Stan Callaghan

Personal information
- Full name: Horace Stanley Callaghan
- Born: 25 December 1916 Kurri Kurri, New South Wales, Australia
- Died: 9 January 1989 (aged 72) Sydney, New South Wales, Australia

Playing information
- Position: Centre
Club
| Years | Team | Pld | T | G | FG | P |
| 1937–41 | Eastern Suburbs | 45 | 3 | 0 | 0 | 9 |
- Source: As of 26 June 2019

= Stan Callaghan =

Australian rugby league footballer

Horace Stanley Callaghan (25 December 1916 – 9 January 1989) was an Australian rugby league footballer who played in the 1930s and 1940s. He played for Eastern Suburbs in the NSWRL competition during their second golden era where the club won 4 premierships in 6 seasons.

==Playing career==
Callaghan made his first grade debut for Eastern Suburbs against University in Round 5 1937 at the Sydney Cricket Ground scoring a try in a 52–5 victory.
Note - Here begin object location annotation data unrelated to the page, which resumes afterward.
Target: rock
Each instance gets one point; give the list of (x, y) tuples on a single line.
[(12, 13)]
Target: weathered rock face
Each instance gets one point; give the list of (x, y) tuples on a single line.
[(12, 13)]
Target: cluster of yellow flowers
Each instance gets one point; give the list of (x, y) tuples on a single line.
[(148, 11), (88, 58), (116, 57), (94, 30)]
Callaghan went on to win a premiership in his first season at the club as they finished first on the table but were not required to play in a grand final to be declared premiers.
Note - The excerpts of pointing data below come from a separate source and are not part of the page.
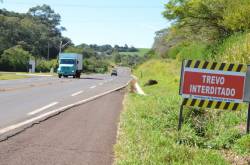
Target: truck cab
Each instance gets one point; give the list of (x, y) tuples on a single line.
[(70, 64)]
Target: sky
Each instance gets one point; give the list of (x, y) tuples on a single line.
[(131, 22)]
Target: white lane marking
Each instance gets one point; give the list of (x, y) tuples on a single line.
[(53, 112), (43, 108), (77, 93), (92, 87)]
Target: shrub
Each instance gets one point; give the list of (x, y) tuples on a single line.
[(188, 50), (15, 59), (236, 48), (45, 66)]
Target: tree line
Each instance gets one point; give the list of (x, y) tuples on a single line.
[(203, 29)]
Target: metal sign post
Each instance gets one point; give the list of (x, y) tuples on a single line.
[(248, 119), (214, 85)]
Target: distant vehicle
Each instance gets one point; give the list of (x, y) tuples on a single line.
[(70, 64), (114, 72)]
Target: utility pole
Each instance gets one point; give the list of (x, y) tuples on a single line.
[(62, 46), (48, 51)]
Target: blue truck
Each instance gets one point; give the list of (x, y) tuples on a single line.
[(70, 64)]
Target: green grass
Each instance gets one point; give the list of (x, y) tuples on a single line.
[(10, 76), (148, 127), (235, 49), (141, 52)]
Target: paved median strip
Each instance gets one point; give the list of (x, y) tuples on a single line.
[(77, 93), (43, 108)]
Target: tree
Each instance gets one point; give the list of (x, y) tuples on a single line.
[(15, 59)]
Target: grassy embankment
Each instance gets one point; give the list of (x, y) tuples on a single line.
[(148, 128)]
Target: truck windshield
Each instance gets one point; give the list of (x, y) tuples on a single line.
[(67, 61)]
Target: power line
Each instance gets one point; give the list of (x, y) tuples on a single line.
[(88, 6)]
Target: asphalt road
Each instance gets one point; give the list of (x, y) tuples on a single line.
[(24, 99), (83, 135)]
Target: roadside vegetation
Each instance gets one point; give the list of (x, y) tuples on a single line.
[(213, 30), (148, 127)]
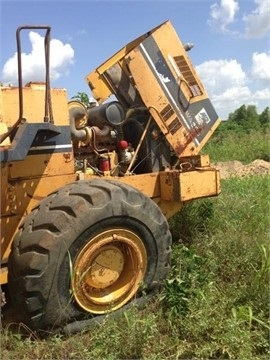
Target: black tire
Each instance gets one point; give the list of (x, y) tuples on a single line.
[(61, 227)]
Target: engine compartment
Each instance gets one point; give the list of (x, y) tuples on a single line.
[(109, 139)]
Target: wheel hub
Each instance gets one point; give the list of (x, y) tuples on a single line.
[(108, 270), (106, 267)]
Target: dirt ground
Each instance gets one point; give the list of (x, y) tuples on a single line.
[(236, 168)]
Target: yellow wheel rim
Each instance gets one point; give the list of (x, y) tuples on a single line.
[(108, 271)]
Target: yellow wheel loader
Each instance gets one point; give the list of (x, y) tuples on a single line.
[(86, 191)]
The following year, Eastern Suburbs reached the grand final against Canterbury-Bankstown looking to win their 4th premiership in a row. Easts trailed 4–3 at halftime before being outclassed by Canterbury in the second half to lose 19–6.
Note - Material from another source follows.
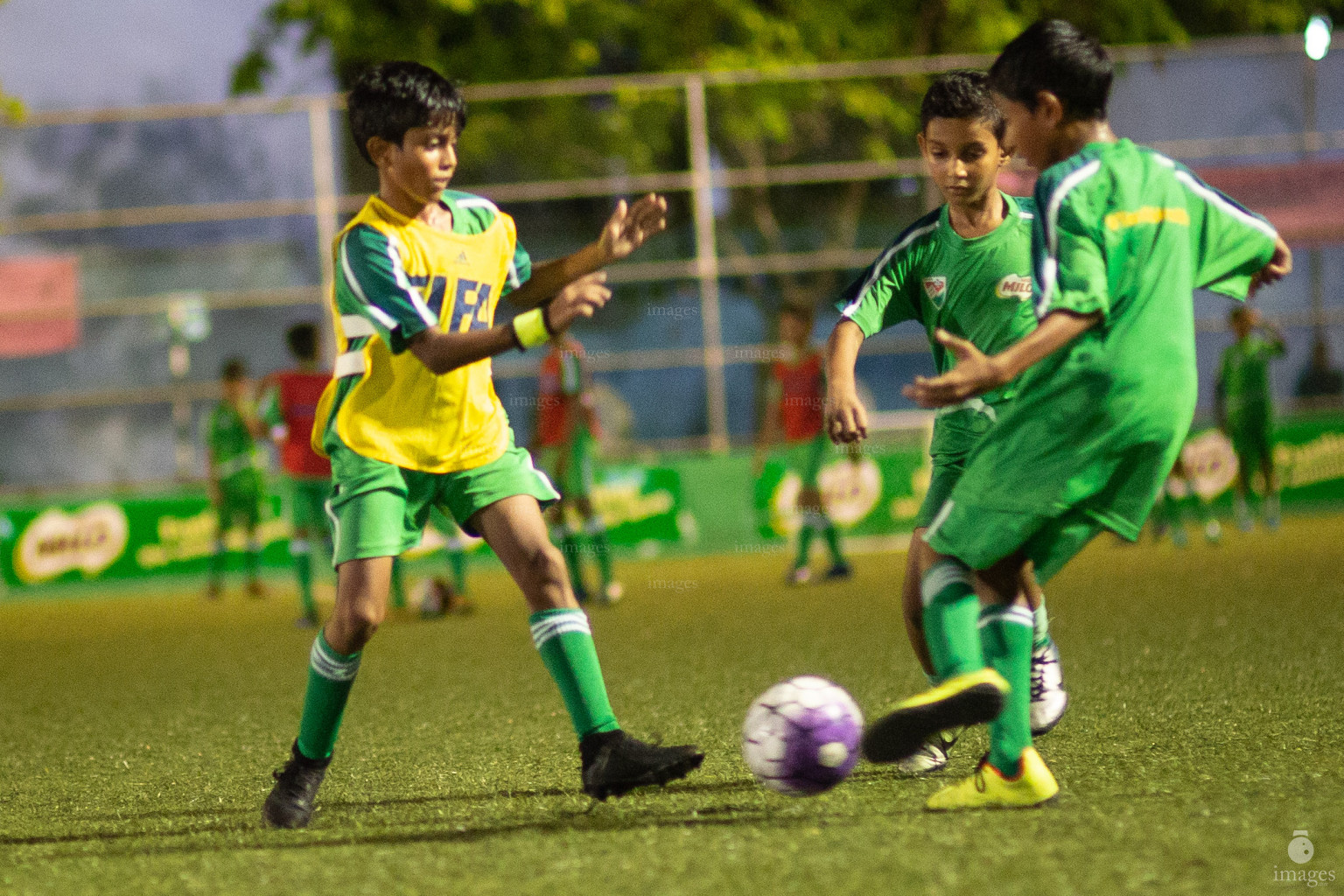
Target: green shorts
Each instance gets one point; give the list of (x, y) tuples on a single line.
[(241, 497), (379, 509), (980, 536), (945, 474), (570, 465), (1253, 437)]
In 1940, Easts finished as minor premiers and reached the grand final against Canterbury-Bankstown. Eastern Suburbs would get their revenge in the final winning 24–14 at the Sydney Cricket Ground in front of 24,167 spectators to claim their 8th premiership.

The following year, Eastern Suburbs reached another grand final with the opponents this time being St George. Callaghan was not selected to play in the match as St George won their first premiership by a score of 31–14. Callaghan retired following the conclusion of the 1941 season.